= Bullitt's Lick =

Salt lick in Kentucky

Bullitt's Lick is a historic salt lick 3 mi west of Shepherdsville in Bullitt County, Kentucky. It was the first commercial supplier of salt in Kentucky, and the first industry in Kentucky as well, supplying jobs for many residents but also using slaves.

== History ==
Its high salinity levels in regards to other sources of water made it a popular spot for buffalo and others animals, causing natural roads for humans to use. Squire Boone noted killing a few buffalo by the lick in early 1779. Most such salt deposits in what is now Kentucky would have only been enough for a few settlers to use, in order to preserve their food. However, Bullitt's Lick was part of a concentration of salt, ranging from Bardstown Junction, Kentucky in the south, to across the Salt River to just north of present-day Fairdale, Kentucky, along the eastern side of the "Knobs" of the region.

Captain Thomas Bullitt discovered the salt lick in 1773, while surveying land for Colonel William Christian, who had been granted land due to his actions in the French and Indian War. Christian's family owned the salt lick, but had others obtain the salt, and pay the Christians rent in salt for using the land, with Henry Crist being the most prominent of these sharecroppers. Christian would not actually arrive at the salt lick until 1785, and would die from Native Americans the next year. His widow soon died, leaving it to his son John Henry Christian, who also died young, giving it to all of his five sisters. During John's brief ownership, his guardian and uncle Patrick Henry controlled it until John had reached legal age. Due to the sisters' marriages, control of the salt lick went to Alexander Scott Bullitt and William Pope Jr.

== Saltworks ==
The first actual saltworks on the property were in 1779. Salt was difficult to obtain in the area, as there were few transportation facilities. (Louisville, the first white settlement in the area, had only been established in 1778). Salt was extracted by boiling the water in 25 iron kettles above a 1000-gallon-sized trench of fire. These kettles originally weighed 100 pounds, but the later kettles would weigh up to 200 pounds. There would be three cycles of salt making in a 24-hour period. These furnaces were initially located by the salt lick itself, but once the nearby wood was used, the furnaces were moved to the newer supplies of wood, as that was a cheaper alternative than bringing the wood to the furnaces. Until 1780, it was the only saltworks west of Pennsylvania's Allegheny Mountains. This in turn made the Wilderness Road the "inland intermodal distribution system" in the territories of the United States. Joseph Field briefly worked for the salt works at Bullitt's Lick, and later was a member of the Lewis and Clark Expedition.

This salt would soon be used not only in Kentucky, but the Illinois Territory, Tennessee Territory, and far-away New Orleans as well. It was taken to New Orleans and Pittsburgh, Pennsylvania, by way of flatboats.

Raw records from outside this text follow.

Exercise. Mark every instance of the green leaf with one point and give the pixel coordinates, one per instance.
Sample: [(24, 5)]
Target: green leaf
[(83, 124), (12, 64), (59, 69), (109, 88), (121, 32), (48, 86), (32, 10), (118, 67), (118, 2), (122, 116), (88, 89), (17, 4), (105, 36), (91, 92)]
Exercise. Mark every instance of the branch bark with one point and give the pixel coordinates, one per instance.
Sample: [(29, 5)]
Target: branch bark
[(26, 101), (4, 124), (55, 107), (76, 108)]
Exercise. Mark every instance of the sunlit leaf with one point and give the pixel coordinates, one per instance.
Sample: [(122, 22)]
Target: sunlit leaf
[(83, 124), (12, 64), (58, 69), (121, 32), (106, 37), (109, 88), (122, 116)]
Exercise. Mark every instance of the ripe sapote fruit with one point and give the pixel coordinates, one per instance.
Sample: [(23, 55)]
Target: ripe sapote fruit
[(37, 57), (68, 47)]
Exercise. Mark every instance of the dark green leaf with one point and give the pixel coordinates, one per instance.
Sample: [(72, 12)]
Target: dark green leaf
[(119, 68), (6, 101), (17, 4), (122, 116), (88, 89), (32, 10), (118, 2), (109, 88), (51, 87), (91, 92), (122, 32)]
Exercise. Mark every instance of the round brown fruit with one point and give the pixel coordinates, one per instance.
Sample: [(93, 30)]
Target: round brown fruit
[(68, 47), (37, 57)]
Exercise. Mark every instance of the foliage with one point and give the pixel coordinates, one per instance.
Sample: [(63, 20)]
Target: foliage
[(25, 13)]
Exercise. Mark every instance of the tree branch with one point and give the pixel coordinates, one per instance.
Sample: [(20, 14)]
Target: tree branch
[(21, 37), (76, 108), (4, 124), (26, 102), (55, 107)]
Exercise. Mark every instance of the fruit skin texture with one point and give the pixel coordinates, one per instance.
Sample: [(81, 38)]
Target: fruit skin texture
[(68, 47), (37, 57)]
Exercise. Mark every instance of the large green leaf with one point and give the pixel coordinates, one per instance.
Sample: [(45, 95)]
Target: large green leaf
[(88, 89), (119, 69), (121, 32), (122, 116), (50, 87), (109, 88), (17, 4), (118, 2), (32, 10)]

The salt business would last until the development of navigation on Virginia's Kanawha River allowed steamboats to deliver its salt throughout the Ohio and Mississippi courses in 1830s, undercutting Bullitt's Lick's producers.

One side effect of Bullitt County's early salt making was the deforestation of much of its land. This was the impetus for the creation of Bernheim Arboretum and Research Forest in the early 20th century.